3 – Aging and the Digital Life Course, edited by David Prendergast and Chiara Garattini

aging and the digital life is third on our list of the best books on aging

Technology is constantly transforming all of our lives. This series of essays from commentators and researchers from around the globe takes a closer look at technology and aging, covering caregiving, social media, robotics, gaming, chronic disease/dementia management, the internet, smartphones, and much more. Reviewers say that “Aging and the Digital Life Course” provides real insight into how technology is used in an aging society and that it’s an “interesting” and “thought-provoking” read. This collection easily makes our list for the best books on aging.

4 – The New Old Me, by Meredith Maran

the new old me is one of our favorite books on aging

Ever wanted to reinvent yourself? It’s a common thought, and some people actually pull it off. Our fourth pick for the best books on aging is all about reinvention, and no less, someone trying to do it later in life while living in youth-obsessed Hollywood. That’s what readers learn about in “The New Old Me,” where author Meredith Maran experiences the death of her best friend, a financial downfall, and the collapse of a marriage. She then leaves life in San Francisco for Los Angeles. One reviewer calls it a “must read” for everyone as we get older. Readers also praise Maran’s book as poignant, funny, and moving. 

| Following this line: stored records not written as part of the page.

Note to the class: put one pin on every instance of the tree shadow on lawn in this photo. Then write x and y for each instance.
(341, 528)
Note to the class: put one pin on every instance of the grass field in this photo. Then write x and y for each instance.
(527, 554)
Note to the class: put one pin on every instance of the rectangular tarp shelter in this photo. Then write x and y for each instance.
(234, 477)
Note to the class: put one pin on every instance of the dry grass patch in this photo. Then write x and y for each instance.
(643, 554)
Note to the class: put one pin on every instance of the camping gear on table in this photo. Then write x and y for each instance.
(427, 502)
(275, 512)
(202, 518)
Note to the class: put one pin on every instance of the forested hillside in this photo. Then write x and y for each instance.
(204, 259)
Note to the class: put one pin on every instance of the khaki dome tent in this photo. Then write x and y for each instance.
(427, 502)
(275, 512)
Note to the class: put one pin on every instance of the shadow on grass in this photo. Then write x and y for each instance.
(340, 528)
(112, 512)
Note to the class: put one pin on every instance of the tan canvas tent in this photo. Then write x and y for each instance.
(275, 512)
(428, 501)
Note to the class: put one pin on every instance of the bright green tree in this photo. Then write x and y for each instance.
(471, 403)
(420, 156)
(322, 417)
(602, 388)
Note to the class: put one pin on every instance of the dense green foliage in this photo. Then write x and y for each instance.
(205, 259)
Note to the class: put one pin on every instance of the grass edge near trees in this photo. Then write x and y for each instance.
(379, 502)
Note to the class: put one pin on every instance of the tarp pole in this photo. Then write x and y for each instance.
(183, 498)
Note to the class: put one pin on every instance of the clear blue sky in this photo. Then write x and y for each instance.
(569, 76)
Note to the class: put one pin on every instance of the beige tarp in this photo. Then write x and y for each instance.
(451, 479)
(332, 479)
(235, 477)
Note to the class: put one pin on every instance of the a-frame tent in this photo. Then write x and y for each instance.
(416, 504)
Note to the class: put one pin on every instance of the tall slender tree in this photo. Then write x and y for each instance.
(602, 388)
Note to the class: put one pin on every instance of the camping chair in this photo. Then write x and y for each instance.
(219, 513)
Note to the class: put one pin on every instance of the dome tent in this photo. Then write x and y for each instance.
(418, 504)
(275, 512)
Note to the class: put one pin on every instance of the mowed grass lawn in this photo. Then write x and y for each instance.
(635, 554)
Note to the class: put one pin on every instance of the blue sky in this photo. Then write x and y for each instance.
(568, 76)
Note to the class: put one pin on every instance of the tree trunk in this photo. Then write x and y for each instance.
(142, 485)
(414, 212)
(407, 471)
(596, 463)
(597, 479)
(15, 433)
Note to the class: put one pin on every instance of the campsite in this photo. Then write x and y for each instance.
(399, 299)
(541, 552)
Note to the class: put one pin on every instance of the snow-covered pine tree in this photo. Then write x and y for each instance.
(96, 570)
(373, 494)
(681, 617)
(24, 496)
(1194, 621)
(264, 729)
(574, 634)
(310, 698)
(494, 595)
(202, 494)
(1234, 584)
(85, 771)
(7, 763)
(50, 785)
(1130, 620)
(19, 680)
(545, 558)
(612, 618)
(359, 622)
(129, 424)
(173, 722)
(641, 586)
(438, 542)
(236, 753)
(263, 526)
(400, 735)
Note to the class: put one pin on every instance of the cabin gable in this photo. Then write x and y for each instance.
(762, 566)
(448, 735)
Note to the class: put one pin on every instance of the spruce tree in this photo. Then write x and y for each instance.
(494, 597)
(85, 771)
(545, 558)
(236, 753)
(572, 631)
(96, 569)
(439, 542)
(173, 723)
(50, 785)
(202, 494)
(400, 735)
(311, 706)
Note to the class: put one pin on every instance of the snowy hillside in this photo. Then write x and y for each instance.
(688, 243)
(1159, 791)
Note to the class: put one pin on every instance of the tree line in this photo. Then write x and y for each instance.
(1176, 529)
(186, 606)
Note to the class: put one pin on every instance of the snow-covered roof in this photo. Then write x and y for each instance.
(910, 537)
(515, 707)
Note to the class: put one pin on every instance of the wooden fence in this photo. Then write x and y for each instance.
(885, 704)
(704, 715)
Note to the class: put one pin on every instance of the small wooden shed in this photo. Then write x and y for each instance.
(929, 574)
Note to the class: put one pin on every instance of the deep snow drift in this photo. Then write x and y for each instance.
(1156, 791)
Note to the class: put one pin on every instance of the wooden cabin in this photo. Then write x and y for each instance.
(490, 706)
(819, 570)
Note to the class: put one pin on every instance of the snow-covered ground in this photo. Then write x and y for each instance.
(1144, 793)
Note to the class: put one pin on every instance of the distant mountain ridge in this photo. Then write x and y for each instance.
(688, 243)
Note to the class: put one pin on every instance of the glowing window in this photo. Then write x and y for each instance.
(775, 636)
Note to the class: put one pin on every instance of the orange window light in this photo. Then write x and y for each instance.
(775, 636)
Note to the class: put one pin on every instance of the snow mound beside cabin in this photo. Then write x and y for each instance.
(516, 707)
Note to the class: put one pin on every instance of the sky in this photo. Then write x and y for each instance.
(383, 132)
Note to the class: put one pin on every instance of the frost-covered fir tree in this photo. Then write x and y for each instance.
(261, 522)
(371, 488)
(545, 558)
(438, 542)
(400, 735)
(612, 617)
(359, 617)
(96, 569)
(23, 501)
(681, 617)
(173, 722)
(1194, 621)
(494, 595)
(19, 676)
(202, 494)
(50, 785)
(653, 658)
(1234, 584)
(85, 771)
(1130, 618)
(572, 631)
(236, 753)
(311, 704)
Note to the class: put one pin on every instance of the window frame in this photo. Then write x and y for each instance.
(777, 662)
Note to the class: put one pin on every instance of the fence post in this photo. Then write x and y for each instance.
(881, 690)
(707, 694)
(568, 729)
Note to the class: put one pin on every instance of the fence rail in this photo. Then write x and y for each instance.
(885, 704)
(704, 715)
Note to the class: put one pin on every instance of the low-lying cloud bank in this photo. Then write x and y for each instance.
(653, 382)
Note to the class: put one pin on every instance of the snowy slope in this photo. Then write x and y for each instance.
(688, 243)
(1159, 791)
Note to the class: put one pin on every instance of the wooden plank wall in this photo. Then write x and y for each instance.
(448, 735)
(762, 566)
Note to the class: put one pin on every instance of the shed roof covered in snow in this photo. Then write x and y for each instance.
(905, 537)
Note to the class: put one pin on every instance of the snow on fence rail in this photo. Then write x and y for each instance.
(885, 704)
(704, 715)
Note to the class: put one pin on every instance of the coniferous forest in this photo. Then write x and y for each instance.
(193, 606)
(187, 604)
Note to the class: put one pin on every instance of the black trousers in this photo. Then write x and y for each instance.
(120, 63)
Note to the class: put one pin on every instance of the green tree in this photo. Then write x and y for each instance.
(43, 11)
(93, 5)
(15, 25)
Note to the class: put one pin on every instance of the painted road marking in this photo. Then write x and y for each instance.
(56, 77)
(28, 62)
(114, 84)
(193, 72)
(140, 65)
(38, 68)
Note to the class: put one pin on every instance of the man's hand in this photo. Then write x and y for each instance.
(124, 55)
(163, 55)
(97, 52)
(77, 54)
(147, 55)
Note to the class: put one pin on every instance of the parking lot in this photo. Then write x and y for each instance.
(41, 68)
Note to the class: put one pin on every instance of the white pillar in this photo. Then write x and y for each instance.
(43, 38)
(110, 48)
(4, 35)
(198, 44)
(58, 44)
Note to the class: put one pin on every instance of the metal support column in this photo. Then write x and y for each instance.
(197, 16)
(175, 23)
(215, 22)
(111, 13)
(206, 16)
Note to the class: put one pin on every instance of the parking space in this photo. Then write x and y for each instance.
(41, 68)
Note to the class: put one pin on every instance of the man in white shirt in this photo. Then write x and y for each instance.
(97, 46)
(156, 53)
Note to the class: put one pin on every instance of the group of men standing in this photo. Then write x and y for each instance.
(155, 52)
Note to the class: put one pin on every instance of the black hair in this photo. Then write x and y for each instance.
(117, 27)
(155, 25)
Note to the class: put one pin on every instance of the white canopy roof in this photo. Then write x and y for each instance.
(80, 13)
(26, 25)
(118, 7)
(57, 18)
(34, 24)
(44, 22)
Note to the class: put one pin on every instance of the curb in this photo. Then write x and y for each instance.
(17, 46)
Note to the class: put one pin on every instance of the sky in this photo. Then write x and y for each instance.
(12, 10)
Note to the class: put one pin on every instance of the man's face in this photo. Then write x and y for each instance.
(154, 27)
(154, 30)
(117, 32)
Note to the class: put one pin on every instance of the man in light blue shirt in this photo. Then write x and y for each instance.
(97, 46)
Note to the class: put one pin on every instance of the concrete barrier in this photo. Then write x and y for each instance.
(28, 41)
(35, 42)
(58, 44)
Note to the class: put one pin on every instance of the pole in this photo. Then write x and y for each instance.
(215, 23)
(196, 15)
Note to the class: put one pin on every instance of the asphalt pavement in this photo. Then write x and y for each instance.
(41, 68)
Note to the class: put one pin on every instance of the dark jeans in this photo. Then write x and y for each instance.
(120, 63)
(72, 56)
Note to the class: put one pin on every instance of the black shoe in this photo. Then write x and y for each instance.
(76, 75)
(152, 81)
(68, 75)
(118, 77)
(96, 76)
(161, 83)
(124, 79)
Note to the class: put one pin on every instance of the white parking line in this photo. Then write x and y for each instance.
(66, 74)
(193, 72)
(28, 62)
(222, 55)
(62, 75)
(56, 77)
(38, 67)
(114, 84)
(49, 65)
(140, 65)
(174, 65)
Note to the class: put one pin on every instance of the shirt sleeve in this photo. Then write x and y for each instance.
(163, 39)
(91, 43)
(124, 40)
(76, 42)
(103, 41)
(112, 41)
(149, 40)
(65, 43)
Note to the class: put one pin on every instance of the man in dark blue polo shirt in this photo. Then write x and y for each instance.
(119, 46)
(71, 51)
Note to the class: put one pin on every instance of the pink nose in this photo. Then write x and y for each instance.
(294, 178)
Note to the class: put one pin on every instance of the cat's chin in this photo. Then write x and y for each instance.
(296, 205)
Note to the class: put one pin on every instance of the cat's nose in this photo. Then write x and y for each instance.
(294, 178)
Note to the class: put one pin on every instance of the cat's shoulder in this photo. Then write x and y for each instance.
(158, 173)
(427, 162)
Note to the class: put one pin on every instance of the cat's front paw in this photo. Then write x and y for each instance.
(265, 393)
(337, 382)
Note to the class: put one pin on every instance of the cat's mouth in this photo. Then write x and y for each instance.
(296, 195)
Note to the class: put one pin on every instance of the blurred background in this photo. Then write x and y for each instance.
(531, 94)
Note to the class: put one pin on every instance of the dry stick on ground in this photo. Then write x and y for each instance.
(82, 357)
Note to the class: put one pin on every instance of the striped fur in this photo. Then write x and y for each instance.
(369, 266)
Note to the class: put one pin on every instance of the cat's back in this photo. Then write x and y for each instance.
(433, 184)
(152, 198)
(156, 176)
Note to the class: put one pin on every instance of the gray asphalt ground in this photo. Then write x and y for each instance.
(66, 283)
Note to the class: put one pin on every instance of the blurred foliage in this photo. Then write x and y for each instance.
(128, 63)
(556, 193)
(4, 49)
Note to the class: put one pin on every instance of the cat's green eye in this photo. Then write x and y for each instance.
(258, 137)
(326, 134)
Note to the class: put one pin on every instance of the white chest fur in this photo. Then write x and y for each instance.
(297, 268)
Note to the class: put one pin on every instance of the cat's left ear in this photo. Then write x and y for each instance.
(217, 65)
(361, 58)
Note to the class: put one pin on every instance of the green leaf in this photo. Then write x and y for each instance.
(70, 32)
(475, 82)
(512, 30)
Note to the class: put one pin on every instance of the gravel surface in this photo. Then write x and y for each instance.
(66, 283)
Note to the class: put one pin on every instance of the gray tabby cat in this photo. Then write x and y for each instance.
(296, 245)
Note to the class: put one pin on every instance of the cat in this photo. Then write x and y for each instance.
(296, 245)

5 – Being Mortal: Medicine and What Happens in the End, by Atul Gawande

the final book in our list of the best books on aging is being mortal by atul gawande

This bestseller, and our final pick for this roundup of the best books on aging, comes from surgeon and New Yorker writer Atul Gawande and focuses on the value of making the remaining time in life meaningful, even if that remaining time is short. His book is often a plea for the medical profession to help improve quality of life for those who are older and live in senior care facilities. “Everyone should read this book,” says one reader, while others praise it as the ideal tome for someone with a terminal illness or for those caring for loved ones who have declining health.